Concert Review: TV on the Radio at the Hinterland Festival – Avenue of the Saints Amphitheater – St Charles, IA – July 31, 2015

Published by JB on August 1, 2015

TV on the Radio at the Hinterland Festival – Avenue of the Saints Amphitheater – St Charles, IA – July 31, 2015

Fresh out of the box after a sold-out show merely 21 hours earlier (and 4 hours of drive time from downtown Minneapolis) TV on the Radio gave it all they had with their abbreviated 60-minute set at the inaugural Hinterland festival – relocated to the Avenue of the Saints Amphitheater in St. Charles, IA, after rains drowned out Des Moines.  After playing the elite First Avenue in Minneapolis, the classic Vic Theater in Chicago (tomorrow) and appearing last week at Red Rocks, the TV on the Radio crew is probably scratching their heads asking how in the hell did we end up in St. Charles, IA? – population of 653, thank you very much.   No, this isn’t heaven, it’s just Iowa.

Gray hairs and all and opening with the anthemic ‘Young Liars’, TV on the Radio creates that rare paradox in music right now – especially for a 99.9% white crowd dominated by fans in their early 20’s.  TV on the Radio are that throwback to the 70’s when it was quite common to see intensely talented black musicians playing instruments and creating a real rock and pop band.  The whiteness of modern day indie rock and pop has little room for Hip Hop, which is where a majority of young black talent made an exodus towards beginning in the late 80’s.  TV on the Radio blow away the modern day stereotype, delivering catchy guitar tunes from all angles.  It was a performance worthy of headlining.   They sold out Minneapolis with ease and rightly so.
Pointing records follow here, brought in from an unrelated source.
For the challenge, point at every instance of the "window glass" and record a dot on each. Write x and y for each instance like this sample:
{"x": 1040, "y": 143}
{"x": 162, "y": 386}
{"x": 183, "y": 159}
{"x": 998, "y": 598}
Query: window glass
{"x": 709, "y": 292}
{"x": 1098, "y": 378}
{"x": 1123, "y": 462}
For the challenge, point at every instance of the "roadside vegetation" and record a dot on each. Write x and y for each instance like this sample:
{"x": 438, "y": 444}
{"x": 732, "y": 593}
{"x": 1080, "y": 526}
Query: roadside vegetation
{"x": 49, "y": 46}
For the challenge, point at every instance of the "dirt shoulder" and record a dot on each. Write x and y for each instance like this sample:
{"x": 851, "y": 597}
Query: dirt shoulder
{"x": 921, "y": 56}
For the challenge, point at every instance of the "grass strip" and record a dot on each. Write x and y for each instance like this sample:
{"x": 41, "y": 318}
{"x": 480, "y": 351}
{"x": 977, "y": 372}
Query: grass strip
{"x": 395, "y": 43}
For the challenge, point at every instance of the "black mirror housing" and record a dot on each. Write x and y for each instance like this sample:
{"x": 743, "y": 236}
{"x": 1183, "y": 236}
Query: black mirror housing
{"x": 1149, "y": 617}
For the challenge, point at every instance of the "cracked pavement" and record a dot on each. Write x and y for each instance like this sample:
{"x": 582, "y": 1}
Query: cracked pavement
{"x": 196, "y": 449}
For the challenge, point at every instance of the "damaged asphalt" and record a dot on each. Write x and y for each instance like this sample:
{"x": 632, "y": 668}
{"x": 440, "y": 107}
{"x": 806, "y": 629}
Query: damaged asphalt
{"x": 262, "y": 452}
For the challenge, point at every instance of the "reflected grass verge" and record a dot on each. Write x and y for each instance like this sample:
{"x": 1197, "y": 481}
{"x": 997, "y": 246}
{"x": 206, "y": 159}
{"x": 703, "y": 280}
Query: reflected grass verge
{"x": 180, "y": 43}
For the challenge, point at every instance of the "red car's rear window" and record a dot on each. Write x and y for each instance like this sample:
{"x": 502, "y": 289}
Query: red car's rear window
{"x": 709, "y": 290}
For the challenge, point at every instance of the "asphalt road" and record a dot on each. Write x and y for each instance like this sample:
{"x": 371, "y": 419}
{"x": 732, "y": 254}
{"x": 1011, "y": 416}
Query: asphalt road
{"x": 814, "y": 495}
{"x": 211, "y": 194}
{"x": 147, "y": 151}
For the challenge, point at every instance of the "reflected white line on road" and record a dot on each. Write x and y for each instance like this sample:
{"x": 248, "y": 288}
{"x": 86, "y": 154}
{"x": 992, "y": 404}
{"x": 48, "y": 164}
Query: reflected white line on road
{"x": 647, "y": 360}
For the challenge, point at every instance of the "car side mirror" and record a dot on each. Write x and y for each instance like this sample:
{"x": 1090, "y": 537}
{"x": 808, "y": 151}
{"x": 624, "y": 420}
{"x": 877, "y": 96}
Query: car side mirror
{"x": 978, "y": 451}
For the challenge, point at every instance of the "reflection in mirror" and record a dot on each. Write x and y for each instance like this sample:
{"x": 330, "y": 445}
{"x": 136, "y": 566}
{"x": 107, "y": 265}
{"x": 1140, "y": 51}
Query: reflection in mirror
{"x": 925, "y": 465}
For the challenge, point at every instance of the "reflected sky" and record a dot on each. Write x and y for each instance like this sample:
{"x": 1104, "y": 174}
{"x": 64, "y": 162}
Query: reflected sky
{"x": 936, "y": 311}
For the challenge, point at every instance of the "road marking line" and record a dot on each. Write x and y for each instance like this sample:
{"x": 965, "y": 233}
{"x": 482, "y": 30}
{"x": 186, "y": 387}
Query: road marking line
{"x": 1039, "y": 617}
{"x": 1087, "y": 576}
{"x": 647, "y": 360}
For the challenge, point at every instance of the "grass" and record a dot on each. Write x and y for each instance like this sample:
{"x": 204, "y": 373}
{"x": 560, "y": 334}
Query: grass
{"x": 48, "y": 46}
The Hinterland festival itself is a near-masterwork in coordination after the last minute move to a new, ad hoc location a mere 72 hours before the event.  The amphitheater area provided ample space and good sightlines for even the late arrivals.   The uneven footing on the general admission field was problematic but there was plenty of room for the crowd to wander to higher ground without sacrificing their length from the stage.  Parking seemed like a struggle but what I thought would be a 30 minute walk was actually only 7 or 8 minutes.  It’s quite a reach for a new festival to stretch out to two days on its first year, but Hinterland has done just that nicely.